To effectively evaluate the model, appropriate metrics should be selected depending on the time since transplantation, as follows:

Each evaluation metric for OTT has specific advantages and limitations. Histological analysis is straightforward and intuitive, and is relatively easy to perform. However, it is highly subjective and difficult to quantify. Neovascularization density and granulosa cell proliferative activity can objectively reflect the status of graft survival, but they require specialized staining and imaging techniques, which are relatively complex to execute. Although assessing sex hormone levels and monitoring the estrous cycle provide a comprehensive evaluation of the recovery of ovarian endocrine function, these indicators typically lag behind the early survival state of the graft, and are of limited utility in the early stages after OTT.

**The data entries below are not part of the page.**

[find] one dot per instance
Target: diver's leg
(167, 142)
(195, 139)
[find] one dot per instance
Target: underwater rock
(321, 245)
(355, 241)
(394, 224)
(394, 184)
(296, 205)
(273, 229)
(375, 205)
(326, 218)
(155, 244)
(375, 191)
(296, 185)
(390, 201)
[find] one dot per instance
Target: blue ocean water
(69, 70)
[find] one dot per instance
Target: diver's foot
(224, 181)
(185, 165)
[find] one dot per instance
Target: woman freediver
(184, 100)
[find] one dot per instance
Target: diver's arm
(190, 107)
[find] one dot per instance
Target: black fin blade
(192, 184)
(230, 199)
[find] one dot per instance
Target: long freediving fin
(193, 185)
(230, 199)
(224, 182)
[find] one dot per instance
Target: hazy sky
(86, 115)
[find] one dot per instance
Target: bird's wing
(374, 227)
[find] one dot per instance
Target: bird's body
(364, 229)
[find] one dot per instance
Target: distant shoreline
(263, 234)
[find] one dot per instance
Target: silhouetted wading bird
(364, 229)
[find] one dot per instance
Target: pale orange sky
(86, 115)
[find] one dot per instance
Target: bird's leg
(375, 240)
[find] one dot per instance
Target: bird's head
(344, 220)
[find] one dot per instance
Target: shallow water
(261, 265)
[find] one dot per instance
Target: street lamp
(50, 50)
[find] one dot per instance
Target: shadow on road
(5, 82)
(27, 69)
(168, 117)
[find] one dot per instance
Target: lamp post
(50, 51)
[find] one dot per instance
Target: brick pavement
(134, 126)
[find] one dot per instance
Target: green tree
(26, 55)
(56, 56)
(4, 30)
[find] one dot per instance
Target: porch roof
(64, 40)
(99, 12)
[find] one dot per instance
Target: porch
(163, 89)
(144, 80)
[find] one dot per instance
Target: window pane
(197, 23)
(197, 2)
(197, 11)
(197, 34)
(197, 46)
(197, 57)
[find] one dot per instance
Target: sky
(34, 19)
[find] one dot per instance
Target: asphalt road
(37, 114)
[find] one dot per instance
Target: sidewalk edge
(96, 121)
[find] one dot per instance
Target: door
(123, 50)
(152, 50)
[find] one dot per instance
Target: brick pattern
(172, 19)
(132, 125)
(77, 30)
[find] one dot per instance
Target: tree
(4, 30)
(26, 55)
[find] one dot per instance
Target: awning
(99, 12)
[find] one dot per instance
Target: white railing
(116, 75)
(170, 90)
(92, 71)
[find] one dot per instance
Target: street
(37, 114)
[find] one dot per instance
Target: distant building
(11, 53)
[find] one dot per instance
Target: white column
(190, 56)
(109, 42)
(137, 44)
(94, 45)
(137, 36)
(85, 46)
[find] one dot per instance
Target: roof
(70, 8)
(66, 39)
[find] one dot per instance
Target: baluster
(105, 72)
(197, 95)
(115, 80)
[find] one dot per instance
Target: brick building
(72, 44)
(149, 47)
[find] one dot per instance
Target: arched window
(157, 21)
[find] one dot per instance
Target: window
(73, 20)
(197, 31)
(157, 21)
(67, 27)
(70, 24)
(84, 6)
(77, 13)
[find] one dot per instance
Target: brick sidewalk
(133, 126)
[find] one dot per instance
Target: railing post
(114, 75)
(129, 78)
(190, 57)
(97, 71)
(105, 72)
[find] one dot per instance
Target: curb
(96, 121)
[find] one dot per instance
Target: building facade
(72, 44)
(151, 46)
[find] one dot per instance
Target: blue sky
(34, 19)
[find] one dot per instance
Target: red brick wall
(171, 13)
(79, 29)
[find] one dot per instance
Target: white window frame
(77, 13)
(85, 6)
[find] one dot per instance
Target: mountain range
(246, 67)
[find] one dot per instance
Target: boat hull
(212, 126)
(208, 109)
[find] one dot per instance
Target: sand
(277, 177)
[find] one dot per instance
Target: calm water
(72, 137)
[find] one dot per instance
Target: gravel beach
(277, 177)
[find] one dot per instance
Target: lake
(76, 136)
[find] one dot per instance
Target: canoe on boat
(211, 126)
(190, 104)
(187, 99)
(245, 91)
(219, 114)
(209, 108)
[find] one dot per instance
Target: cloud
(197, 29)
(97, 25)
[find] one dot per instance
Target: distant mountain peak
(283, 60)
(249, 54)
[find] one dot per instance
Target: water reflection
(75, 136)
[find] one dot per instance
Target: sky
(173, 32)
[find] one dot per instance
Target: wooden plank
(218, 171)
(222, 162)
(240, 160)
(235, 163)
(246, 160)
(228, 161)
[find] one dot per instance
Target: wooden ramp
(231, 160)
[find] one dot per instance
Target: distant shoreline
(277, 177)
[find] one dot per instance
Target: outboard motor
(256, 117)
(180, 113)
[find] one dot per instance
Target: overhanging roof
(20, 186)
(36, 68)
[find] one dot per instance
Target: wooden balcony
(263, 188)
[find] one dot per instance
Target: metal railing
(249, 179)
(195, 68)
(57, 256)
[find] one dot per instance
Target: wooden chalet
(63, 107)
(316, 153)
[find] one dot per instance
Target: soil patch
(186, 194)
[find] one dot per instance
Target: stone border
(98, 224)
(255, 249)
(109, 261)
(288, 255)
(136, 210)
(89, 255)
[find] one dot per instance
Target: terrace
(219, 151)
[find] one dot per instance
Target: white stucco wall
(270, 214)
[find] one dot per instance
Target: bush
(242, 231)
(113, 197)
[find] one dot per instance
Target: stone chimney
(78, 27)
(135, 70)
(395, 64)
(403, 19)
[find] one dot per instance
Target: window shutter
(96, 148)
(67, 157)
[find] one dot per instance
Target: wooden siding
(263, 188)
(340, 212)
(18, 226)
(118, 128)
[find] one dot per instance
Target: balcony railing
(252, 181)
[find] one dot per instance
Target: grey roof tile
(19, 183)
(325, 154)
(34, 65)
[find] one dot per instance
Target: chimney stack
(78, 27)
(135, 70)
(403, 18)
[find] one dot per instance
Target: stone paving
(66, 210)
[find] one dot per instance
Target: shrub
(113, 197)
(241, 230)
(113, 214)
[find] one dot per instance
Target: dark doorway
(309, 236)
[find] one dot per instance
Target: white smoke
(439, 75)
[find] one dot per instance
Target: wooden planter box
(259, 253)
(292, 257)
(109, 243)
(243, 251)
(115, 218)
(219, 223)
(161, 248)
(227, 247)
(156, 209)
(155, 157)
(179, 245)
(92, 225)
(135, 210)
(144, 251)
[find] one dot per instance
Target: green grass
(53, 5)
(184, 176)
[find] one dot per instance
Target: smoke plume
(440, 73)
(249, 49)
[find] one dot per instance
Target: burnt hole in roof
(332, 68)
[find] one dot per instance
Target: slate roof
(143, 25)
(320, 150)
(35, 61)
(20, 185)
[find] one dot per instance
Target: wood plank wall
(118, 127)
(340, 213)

By using a combination of these evaluation metrics, a comprehensive and dynamic assessment of both graft survival and functional recovery can be achieved. This multi-faceted approach is crucial for accurately determining the quality of the OTT model in mice, thereby laying a robust foundation for subsequent research endeavors.

Future Directions

Additional, improved mouse OTT models are needed. This could be achieved by establishing standardized evaluation criteria and developing simplified, rapid, noninvasive detection methods. Developing uniform standards for assessing OTT models would enhance the consistency and comparability of research outcomes. Creating methods that rapid, noninvasive evaluation of ovarian grafts would facilitate effective monitoring of transplant status, without imposing additional stress on the animals or harming them. Despite the high genetic homology between mice and humans, the limited genetic heterogeneity in mice compared with humans necessitates careful consideration of interspecies differences when interpreting the research results. Addressing these challenges would improve the reliability and relevance of mouse OTT models and advance the application of OTT in clinical settings.

A scientifically feasible mouse OTT model needs to be established in order to overcome the limitations of current mouse OTT models. Several key aspects require further investigation and optimization. Detailed evaluations of the risk of tumor cell reimplantation using mouse models and assessments of the relative safety of different transplantation sites are required to address safety concerns. To address efficacy, standardized methods for evaluating follicle quantity and quality after transplantation; improved methods for assessing endocrine function recovery; and reliable fertility evaluation metrics are required. Cost-effectiveness considerations must be addressed through an analysis of different mouse strains and transplantation protocols, and optimization strategies are needed to improve transplantation success rates.

Conclusions

OTT is a promising technique for fertility preservation but still faces numerous challenges and difficulties. Research using mouse models aids in optimizing OTT techniques and assessing their safety and efficacy. The reliability of mouse models directly influences the accuracy of the research findings and conclusions. The impact of these differences on research outcomes and the standardization of evaluation criteria remain important challenges.